We'll load data in a few different ways and perform some basic operations: <br />
* Manual data entry
* Data file in directory
* External data file

## 1️⃣: Data load and basic operations - manual data entry

create a DataFrame and perform a basic operation on it - with manual data entry.

In [None]:
# Create a DataFrame with manually input data
data = [("Alice", 34), ("Bob", 45), ("Charlie", 27)]
df = spark.createDataFrame(data, ["Name", "Age"])

# Filter data
df_filtered = df.filter(df.Age > 30)

# Show the result
df_filtered.show()

## 2️⃣: Data load and basic operations - data file in directory

create a DataFrame and perform basic operations on it - with csv data file from Google Colab's 'sample_data' folder.

In [None]:
# Create a DataFrame from file in directory
df = spark.read.csv("sample_data/california_housing_test.csv", header=True, inferSchema=True)

# View the first few rows
df.show(5)

In [None]:
# View the table schema
df.printSchema()

In [None]:
# Perform some count operations
print("Number of rows:", df.count())
print("Number of columns:", len(df.columns))

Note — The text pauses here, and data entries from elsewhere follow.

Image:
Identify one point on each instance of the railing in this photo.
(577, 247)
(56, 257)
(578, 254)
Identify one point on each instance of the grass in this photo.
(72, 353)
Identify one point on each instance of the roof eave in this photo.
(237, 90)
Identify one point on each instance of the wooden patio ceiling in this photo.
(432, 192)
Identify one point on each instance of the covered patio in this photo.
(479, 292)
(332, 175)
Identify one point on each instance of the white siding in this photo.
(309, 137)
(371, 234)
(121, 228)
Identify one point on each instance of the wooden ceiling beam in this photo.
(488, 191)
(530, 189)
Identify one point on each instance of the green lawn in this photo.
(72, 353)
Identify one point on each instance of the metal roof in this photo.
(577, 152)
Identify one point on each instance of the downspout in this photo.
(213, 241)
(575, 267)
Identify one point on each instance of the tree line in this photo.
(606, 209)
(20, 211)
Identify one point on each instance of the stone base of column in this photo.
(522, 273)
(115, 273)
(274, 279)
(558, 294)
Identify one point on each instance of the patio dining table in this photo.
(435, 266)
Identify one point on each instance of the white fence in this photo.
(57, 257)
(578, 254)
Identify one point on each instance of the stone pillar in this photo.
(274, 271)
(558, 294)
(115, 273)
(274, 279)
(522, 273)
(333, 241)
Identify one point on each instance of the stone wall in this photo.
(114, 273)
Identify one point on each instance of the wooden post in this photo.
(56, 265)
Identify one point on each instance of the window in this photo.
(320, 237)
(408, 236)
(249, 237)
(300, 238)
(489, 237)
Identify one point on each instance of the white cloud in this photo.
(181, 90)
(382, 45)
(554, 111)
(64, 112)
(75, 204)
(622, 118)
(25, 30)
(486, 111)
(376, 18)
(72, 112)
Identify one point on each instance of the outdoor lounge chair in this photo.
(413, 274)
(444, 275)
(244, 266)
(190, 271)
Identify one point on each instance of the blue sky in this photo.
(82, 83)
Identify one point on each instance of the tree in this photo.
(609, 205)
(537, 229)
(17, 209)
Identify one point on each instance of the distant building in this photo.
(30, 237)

## 3️⃣: Data load and basic operations - external data file

create a DataFrame and perform basic operations on it - with csv data file stored in a Github repository.

In [None]:
# Create a DataFrame from external data file
from pyspark import SparkFiles
url_ext = 'https://raw.githubusercontent.com/fivethirtyeight/data/master/nba-elo/nbaallelo.csv' # sample sports data - NBA

spark.sparkContext.addFile(url_ext)
df = spark.read.csv(SparkFiles.get("nbaallelo.csv"),inferSchema=True, header=True)

# View the first few rows
df.show(5)

In [None]:
# Group data and calculate averages
avg_points = df.groupBy("team_id").agg({"pts": "avg"}).withColumnRenamed("avg(pts)", "avg_points")

# Show the result
avg_points.show()

In [None]:
# Import spark sql function to perform column operations
from pyspark.sql.functions import col

# Filter data and show result
lakers_data = df.filter(col("fran_id") == "Lakers")

# Show the result - first few rows
lakers_data.show(5)

# 🔭Launch the Spark Web UI to Monitor Applications

The Spark Web UI provides detailed information about running Spark applications, including job progress, resource utilization, and DAG visualization.

We'll start a tunnel to access SparkUI on Google Colab.
1. Sign-in to https://dashboard.ngrok.com/get-started/your-authtoken and copy your AuthToken
2. Run the code below and enter your AuthToken
3. SparkUI will be accessible on the provided *temporary public URL*

In [None]:
# Start a tunnel to access SparkUI on Google Colab
!pip install pyngrok
from pyngrok import ngrok, conf
import getpass

print("Enter your authtoken, which can be copied "
"from https://dashboard.ngrok.com/get-started/your-authtoken")
conf.get_default().auth_token = getpass.getpass()

ui_port = 4040
public_url = ngrok.connect(ui_port).public_url
print(f" * ngrok tunnel \"{public_url}\" -> \"http://127.0.0.1:{ui_port}\"")

# ⛳Summary

**What we covered**
* Set up Apache Spark environment and SparkSession
* Run a simple Spark application to test the setup
* Launch the Spark web UI to monitor applications

**Additional Resources:**
* [Apache Spark Documentation](https://spark.apache.org/docs/latest/): In-depth knowledge and tutorials.
* Online courses and tutorials for advanced Apache Spark learning.